The Legislature raised the threshold for purchases and labor school districts can do on their own without having to seek competitive bids – the first such change since 1994.

Districts can now use in-house labor for building, improvements or repairs estimated to cost $40,000 or less, up from $15,000. Schools also can purchase furniture, supplies or equipment of up to $40,000 without bidding.

Purchases between $40,000 and $75,000 require competitive quotes, while purchases estimated more than $75,000 require bids. That’s up from $50,000.

The formal bid threshold for public works projects was raised from $50,000 to $100,000.

The changes give districts more flexibility on when to use their own expertise or seek bids, a process that takes time and money.

Snohomish officials attend Utah conference

Snohomish School District used more than $25,000 of Initiative 728 funds to pay the way for 21 administrators to attend a conference in Utah.

The Professional Learning Communities Institute talked about how school leaders can create an environment that encourages teachers to work together, build consensus and actively seek the best ways to raise student achievement.

I-728, passed by voters in 2000, gives schools money for school improvement, including professional development.
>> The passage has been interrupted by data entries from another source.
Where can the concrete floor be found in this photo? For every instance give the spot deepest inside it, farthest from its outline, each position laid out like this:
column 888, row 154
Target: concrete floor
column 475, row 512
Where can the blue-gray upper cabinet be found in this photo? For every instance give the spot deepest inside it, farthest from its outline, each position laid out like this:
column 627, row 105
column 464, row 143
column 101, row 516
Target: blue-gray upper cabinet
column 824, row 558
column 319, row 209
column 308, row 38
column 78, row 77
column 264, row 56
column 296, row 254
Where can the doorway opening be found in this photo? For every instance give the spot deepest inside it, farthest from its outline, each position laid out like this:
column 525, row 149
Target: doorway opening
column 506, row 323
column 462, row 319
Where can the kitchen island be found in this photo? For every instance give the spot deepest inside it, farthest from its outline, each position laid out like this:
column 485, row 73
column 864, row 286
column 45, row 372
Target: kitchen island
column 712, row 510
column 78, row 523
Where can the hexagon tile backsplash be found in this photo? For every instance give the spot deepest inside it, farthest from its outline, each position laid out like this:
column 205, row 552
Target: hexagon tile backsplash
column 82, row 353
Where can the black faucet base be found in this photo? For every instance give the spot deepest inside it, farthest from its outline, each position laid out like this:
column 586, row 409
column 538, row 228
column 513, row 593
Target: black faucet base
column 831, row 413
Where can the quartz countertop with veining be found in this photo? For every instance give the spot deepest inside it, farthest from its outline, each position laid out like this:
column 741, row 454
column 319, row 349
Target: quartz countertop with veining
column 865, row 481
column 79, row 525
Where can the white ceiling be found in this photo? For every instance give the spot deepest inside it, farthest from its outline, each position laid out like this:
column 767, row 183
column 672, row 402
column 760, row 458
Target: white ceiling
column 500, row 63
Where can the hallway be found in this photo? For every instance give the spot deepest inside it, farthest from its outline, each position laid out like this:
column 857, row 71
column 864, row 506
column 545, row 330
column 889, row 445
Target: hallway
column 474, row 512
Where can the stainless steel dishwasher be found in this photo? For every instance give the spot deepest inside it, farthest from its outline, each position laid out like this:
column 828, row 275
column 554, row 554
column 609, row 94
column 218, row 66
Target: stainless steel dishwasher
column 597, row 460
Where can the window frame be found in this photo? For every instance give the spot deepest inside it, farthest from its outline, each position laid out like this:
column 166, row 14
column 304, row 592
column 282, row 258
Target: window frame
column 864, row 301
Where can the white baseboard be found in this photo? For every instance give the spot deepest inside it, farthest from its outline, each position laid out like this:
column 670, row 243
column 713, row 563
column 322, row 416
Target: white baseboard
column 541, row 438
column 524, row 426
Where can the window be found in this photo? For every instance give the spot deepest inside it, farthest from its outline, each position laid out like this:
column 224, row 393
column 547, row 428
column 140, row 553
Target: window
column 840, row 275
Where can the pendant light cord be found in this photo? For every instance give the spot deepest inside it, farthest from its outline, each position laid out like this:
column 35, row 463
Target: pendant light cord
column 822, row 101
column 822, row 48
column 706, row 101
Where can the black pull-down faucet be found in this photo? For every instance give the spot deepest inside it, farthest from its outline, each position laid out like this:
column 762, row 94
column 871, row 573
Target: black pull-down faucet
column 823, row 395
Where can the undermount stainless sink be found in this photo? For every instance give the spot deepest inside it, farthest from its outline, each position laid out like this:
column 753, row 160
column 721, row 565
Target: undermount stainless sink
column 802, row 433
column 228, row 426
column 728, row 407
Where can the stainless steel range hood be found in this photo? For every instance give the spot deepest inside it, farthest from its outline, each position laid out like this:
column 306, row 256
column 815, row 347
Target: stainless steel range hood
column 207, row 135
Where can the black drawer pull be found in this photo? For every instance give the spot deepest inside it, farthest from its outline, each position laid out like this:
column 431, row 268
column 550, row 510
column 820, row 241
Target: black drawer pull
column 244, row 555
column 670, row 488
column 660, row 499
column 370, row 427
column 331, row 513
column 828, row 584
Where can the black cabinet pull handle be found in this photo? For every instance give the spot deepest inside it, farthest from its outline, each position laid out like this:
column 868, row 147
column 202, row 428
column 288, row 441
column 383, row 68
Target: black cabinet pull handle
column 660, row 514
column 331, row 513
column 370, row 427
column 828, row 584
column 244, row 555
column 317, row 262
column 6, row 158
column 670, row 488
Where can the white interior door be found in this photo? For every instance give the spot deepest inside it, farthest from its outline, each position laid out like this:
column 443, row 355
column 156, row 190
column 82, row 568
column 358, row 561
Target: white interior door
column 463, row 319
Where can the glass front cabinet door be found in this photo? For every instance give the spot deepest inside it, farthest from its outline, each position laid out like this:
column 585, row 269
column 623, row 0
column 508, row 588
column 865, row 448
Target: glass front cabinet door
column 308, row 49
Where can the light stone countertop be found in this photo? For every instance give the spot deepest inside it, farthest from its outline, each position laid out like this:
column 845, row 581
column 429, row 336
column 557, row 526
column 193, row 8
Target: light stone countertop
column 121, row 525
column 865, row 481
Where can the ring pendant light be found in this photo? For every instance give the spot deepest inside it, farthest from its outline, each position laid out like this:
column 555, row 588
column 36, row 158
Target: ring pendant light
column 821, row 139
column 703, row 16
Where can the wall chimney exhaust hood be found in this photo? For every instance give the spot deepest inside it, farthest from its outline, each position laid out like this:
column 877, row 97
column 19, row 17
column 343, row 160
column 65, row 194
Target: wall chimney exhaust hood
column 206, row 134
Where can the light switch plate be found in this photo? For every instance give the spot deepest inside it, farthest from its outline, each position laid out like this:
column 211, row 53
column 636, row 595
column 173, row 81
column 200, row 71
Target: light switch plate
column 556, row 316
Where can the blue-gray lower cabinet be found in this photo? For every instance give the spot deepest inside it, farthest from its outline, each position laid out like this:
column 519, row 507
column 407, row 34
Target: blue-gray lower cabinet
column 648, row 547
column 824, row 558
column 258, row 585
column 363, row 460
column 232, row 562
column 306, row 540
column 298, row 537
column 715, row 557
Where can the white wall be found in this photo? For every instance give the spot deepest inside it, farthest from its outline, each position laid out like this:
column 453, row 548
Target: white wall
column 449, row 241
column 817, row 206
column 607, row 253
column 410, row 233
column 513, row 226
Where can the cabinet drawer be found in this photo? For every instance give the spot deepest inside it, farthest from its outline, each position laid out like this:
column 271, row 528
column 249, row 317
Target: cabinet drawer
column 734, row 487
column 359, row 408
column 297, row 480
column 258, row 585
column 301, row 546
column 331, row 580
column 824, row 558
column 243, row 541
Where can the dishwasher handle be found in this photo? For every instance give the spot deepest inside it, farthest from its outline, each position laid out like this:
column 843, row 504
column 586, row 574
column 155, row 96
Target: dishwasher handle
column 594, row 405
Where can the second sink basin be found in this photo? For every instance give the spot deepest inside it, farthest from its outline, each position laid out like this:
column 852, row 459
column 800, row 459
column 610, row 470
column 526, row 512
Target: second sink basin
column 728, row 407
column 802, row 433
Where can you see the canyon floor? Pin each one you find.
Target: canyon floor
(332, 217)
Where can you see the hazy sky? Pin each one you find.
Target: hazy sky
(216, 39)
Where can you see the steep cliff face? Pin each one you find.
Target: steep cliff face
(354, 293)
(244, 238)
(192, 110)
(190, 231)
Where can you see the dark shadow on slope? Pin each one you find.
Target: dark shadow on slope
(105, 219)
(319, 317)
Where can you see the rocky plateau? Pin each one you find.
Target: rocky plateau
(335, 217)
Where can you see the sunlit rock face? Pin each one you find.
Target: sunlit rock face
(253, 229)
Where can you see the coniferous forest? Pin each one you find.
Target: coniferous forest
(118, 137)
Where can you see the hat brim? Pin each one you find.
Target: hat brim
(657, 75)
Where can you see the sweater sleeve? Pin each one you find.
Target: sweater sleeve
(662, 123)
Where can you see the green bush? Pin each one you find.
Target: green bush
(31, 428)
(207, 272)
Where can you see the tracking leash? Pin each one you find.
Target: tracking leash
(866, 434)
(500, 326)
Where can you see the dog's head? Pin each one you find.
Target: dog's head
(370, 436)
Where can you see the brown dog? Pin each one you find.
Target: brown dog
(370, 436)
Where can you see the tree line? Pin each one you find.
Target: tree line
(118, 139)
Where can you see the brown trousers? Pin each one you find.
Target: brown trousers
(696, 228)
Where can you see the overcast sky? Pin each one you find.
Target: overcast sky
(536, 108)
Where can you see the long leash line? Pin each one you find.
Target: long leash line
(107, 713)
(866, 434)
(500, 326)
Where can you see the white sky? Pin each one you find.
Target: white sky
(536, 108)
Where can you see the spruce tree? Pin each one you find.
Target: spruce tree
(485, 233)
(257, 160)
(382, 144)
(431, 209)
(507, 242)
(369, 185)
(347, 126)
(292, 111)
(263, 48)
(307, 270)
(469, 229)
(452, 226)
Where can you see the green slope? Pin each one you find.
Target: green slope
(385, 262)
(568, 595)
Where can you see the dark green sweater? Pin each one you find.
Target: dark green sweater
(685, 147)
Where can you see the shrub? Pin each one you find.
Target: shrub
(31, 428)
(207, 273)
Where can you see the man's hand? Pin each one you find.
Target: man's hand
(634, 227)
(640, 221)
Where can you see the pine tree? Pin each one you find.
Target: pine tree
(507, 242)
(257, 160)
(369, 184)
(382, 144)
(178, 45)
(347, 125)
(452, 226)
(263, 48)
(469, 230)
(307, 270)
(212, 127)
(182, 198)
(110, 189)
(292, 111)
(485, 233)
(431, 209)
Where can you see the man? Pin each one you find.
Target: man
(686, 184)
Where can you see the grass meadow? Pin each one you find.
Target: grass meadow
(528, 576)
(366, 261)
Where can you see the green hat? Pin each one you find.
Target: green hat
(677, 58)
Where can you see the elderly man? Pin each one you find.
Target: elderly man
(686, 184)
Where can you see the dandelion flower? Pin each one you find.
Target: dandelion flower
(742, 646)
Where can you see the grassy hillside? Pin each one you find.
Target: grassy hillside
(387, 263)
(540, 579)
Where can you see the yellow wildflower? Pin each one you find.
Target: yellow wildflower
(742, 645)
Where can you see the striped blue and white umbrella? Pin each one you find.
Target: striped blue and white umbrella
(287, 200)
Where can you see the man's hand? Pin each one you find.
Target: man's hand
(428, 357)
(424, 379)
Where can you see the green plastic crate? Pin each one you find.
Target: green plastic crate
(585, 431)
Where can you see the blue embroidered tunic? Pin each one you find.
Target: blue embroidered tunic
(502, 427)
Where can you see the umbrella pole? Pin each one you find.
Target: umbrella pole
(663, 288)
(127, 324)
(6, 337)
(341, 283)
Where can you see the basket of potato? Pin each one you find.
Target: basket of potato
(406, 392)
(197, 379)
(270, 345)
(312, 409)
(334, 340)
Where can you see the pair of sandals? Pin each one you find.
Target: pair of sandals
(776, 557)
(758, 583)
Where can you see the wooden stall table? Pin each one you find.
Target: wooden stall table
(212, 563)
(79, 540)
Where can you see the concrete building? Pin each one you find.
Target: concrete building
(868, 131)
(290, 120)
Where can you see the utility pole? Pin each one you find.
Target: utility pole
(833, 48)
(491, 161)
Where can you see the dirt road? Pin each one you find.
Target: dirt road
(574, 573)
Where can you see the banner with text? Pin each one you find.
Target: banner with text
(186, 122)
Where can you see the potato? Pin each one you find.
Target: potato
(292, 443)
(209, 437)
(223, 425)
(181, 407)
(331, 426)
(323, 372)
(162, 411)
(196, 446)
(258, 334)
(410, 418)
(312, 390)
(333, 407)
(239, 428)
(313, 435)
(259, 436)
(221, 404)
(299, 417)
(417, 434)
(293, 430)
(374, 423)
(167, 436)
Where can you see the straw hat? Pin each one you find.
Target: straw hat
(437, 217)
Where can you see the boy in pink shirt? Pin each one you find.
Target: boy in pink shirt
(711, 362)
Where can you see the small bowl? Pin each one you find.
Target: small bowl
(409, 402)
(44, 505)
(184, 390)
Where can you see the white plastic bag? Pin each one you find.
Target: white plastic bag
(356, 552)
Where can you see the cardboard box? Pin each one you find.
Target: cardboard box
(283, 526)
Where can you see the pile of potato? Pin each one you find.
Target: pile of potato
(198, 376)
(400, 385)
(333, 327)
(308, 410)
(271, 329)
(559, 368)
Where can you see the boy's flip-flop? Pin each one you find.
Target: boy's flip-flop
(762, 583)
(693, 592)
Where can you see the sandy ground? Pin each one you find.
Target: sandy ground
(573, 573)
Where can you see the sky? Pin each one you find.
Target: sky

For 2005-06, Snohomish School District plans to spend $371,204, or 14 percent of its allotment, on professional development.

The conference was held June 23-25 in the Salt Lake City area.

All but one principal and all but one assistant principal attended, along with five central office administrators, including Superintendent Bill Mester.

Edmonds School District principals take their posts

New leaders have taken the helms of several schools in the Edmonds district.

Lynne Behrendt was named interim principal at Beverly Elementary School, where she was an administrative intern last year. She previously was a learning support teacher at Maplewood school since 2000.

Behrendt takes over for Tony Byrd, who left after three years to be principal of Cedar Valley Community School. He replaces Gayle Everly, who took a job in Seattle Public Schools.

Shelley Habenicht was chosen principal of College Place Elementary, having served last year as an elementary assistant principal in the Renton School District. She previously taught first and second grades.

Christine Kessler is principal of Sherwood Elementary, replacing Richard Kincaid, who retired. Kessler was an elementary assistant principal in the Seattle School District the previous two years.

Greg Willis is principal of Oak Heights Elementary, replacing Craig Madsen, who retired. Willis was principal of Langley Middle School in the South Whidbey School District for 20 years. Willis also was acting superintendent of that school district for a time.